Announcing a new book from ISGS President Emeline Jouve, Just published in France by Deuxième Époque (and soon to be translated into English). A Century of the Avant-Garde: Essays on U.S. Theatre plunges the reader into a century of New York’s experimental creations, explored through the lens of the avant-garde. Until now, the concept of the avant-garde has been restricted to American theatrical forms born after the end of World War II. Such a chronological constraint overlooks the aesthetically innovative and politically subversive works that existed well before the 1950s and those that emerged after the 1970s. This study goes beyond the concept of the “historical avant-garde” in order to examine the creation of iconoclastic works that could, more generally, be understood as part of an ongoing experimental vanguard.

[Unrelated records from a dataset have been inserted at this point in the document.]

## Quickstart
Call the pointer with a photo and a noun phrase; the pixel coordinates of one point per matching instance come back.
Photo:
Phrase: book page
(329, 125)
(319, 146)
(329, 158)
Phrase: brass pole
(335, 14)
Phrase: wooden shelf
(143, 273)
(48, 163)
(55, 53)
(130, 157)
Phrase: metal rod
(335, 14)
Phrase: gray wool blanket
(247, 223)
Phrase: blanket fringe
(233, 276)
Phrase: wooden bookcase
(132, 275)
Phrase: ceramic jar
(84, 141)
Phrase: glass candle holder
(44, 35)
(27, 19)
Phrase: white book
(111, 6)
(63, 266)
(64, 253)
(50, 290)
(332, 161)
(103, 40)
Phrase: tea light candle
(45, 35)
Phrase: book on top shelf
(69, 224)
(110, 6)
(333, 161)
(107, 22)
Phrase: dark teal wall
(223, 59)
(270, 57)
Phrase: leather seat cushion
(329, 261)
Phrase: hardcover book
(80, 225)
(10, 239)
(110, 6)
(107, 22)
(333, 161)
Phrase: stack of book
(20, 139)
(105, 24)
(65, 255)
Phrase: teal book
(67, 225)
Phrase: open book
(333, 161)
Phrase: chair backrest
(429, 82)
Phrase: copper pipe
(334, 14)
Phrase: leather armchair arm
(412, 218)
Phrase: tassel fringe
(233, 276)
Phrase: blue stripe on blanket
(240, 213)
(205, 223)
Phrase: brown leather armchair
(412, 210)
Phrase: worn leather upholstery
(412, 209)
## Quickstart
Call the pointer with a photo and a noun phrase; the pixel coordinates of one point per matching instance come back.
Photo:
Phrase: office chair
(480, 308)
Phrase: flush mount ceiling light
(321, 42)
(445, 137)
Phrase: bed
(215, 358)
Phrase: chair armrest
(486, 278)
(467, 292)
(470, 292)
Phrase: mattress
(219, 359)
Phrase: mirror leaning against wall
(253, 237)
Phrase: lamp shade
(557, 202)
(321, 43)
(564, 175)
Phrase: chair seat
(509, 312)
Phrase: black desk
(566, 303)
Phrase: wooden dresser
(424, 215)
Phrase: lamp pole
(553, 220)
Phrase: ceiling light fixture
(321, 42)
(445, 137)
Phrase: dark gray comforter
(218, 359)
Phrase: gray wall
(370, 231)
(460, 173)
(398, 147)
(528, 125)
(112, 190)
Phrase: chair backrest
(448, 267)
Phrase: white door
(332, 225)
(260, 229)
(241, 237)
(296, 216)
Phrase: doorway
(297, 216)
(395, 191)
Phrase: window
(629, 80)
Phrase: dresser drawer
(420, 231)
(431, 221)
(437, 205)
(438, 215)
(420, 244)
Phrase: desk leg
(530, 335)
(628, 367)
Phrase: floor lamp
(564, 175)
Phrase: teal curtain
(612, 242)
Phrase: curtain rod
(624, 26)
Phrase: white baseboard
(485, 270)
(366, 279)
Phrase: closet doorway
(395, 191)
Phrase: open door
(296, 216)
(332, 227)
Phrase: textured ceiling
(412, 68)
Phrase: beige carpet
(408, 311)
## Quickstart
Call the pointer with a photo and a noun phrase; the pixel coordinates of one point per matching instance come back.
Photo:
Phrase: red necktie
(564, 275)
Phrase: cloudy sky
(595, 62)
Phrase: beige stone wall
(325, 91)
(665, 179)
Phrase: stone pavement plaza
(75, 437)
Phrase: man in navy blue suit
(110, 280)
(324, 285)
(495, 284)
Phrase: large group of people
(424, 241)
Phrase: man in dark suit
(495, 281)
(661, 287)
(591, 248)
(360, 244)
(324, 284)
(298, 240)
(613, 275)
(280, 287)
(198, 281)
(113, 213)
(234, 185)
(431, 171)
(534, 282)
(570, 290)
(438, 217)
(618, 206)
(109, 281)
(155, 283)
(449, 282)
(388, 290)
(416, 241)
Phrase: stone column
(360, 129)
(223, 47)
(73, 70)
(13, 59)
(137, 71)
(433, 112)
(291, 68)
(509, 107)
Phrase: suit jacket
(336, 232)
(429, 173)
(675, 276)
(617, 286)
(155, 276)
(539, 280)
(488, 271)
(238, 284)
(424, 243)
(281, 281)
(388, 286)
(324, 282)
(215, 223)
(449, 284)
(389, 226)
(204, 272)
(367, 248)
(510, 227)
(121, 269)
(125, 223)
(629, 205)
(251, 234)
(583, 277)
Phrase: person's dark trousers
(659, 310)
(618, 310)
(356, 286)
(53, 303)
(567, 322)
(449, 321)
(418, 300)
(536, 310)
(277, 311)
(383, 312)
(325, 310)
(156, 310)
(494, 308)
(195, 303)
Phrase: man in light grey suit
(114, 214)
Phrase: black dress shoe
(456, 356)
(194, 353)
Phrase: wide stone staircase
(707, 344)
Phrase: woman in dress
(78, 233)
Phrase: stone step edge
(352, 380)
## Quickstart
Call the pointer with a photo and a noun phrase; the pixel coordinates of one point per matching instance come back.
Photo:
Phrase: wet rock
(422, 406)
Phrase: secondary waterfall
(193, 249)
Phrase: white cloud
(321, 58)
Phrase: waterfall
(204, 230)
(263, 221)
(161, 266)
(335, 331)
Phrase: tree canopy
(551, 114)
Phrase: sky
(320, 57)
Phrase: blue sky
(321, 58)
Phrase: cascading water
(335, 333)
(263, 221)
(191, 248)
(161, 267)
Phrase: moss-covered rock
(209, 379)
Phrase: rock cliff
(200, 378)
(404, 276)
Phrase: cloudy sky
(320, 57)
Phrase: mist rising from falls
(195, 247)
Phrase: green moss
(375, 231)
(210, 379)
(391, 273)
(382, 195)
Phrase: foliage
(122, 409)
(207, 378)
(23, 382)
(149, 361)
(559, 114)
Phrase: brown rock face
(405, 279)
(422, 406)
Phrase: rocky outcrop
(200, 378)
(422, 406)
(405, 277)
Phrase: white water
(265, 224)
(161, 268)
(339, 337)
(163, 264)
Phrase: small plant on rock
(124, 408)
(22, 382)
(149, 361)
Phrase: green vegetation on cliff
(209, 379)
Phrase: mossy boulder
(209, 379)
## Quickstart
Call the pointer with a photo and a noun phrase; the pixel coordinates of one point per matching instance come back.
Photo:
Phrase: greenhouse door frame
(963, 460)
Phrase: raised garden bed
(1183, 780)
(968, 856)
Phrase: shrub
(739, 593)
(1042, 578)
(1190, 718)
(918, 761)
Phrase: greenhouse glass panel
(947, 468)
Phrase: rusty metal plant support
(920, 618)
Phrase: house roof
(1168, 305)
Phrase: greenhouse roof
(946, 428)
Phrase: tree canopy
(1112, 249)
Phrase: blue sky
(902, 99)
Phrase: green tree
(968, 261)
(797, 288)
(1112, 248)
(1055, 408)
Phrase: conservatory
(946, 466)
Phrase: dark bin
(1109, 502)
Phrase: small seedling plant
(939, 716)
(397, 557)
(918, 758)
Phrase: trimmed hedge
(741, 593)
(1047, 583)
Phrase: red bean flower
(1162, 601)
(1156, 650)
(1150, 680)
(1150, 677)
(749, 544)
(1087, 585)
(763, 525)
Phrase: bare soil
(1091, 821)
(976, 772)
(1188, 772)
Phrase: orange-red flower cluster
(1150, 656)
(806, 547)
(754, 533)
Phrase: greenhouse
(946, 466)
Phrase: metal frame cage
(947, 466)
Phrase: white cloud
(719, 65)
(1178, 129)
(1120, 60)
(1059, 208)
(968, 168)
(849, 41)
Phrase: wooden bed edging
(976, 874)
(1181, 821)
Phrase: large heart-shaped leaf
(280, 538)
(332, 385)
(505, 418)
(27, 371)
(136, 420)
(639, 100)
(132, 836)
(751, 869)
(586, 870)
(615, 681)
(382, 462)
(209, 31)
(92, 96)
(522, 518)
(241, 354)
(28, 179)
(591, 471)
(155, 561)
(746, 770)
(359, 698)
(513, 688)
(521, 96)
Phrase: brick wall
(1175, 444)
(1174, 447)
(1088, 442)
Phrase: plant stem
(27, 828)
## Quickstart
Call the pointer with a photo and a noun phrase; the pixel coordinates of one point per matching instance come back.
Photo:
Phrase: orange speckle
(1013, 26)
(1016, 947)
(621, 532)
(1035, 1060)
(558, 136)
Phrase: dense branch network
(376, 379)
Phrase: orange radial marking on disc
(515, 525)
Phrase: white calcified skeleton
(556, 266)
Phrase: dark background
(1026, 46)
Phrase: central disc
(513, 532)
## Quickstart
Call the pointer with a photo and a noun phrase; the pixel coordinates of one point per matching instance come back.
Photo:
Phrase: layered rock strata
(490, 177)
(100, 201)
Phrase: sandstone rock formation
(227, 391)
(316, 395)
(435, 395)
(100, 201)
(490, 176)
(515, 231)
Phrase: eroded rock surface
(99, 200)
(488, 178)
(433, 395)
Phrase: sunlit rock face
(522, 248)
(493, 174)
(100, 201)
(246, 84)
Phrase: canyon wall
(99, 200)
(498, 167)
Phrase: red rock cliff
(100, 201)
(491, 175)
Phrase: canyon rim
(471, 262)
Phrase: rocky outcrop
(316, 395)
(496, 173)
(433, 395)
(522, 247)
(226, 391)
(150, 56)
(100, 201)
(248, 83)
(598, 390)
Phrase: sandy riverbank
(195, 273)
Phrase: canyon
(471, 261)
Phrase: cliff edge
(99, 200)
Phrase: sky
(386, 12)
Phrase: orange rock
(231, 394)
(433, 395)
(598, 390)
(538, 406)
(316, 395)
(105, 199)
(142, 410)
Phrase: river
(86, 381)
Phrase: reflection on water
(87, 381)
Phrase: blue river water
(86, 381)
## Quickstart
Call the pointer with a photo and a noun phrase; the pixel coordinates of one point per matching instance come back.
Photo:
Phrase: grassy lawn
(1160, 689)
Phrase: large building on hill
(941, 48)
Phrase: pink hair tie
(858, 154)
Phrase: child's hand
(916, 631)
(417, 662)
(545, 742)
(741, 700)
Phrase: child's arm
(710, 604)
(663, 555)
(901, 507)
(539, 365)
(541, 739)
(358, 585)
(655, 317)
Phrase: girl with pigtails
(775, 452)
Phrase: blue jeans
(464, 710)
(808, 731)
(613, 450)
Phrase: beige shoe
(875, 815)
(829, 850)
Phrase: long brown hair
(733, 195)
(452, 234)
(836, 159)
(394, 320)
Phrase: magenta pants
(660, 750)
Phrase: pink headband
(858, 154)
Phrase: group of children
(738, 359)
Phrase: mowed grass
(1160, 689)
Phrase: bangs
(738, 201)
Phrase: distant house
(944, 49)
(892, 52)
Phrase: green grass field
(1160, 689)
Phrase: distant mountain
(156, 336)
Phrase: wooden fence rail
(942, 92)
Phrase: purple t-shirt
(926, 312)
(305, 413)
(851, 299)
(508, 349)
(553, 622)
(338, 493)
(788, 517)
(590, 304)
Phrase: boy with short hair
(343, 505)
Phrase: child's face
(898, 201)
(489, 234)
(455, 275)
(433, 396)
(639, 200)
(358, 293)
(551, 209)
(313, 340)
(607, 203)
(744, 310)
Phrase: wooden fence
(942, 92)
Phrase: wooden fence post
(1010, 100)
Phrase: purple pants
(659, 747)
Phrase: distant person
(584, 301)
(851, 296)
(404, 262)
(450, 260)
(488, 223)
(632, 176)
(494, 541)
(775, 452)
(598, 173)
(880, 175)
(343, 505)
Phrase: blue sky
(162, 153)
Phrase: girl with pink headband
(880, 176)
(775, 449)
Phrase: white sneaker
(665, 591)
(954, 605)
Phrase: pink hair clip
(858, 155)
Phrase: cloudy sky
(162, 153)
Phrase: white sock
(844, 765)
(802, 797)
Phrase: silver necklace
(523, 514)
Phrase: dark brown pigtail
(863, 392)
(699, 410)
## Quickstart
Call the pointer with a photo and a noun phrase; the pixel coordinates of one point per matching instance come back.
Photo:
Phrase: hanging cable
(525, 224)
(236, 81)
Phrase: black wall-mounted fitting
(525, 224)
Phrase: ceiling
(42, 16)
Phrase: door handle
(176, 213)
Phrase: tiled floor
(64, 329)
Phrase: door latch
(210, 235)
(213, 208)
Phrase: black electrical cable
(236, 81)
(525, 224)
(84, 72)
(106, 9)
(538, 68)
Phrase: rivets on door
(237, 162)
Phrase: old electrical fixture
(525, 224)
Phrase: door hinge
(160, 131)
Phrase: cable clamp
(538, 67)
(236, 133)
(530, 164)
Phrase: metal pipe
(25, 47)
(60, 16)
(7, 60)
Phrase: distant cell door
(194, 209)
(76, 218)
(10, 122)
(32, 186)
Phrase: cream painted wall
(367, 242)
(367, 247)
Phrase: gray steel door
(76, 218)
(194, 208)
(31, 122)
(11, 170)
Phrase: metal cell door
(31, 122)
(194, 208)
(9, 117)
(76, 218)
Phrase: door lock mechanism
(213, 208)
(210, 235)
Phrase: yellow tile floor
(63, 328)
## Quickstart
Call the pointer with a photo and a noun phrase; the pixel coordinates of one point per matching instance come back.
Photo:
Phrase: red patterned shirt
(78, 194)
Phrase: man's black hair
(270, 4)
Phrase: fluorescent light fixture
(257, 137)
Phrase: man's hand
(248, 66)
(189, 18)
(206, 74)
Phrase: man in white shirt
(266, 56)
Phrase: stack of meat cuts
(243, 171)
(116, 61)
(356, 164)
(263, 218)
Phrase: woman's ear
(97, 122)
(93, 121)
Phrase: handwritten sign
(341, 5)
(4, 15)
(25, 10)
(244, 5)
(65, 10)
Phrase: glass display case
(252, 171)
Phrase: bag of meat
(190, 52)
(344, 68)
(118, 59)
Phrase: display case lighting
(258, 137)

Three waves of avant-garde work are identified and discussed. The first corresponds to the birth of a national U.S. theatre during the period 1910-1940. The second wave tracks the post-war phenomenon that lasts through the 1970s. The third wave, which sprang to life after the 70s, continues to shake the theatrical scene until the 2010s.
In addition to redefining the avant-garde in order to grasp the experimental impulse that created stunning theatre in the margins of conventional work, A Century of the Avant-Garde proposes a condensed survey of the history of American theatre by contextualizing the avant-gardist waves and examining the aesthetic, political and economic characteristics of each period.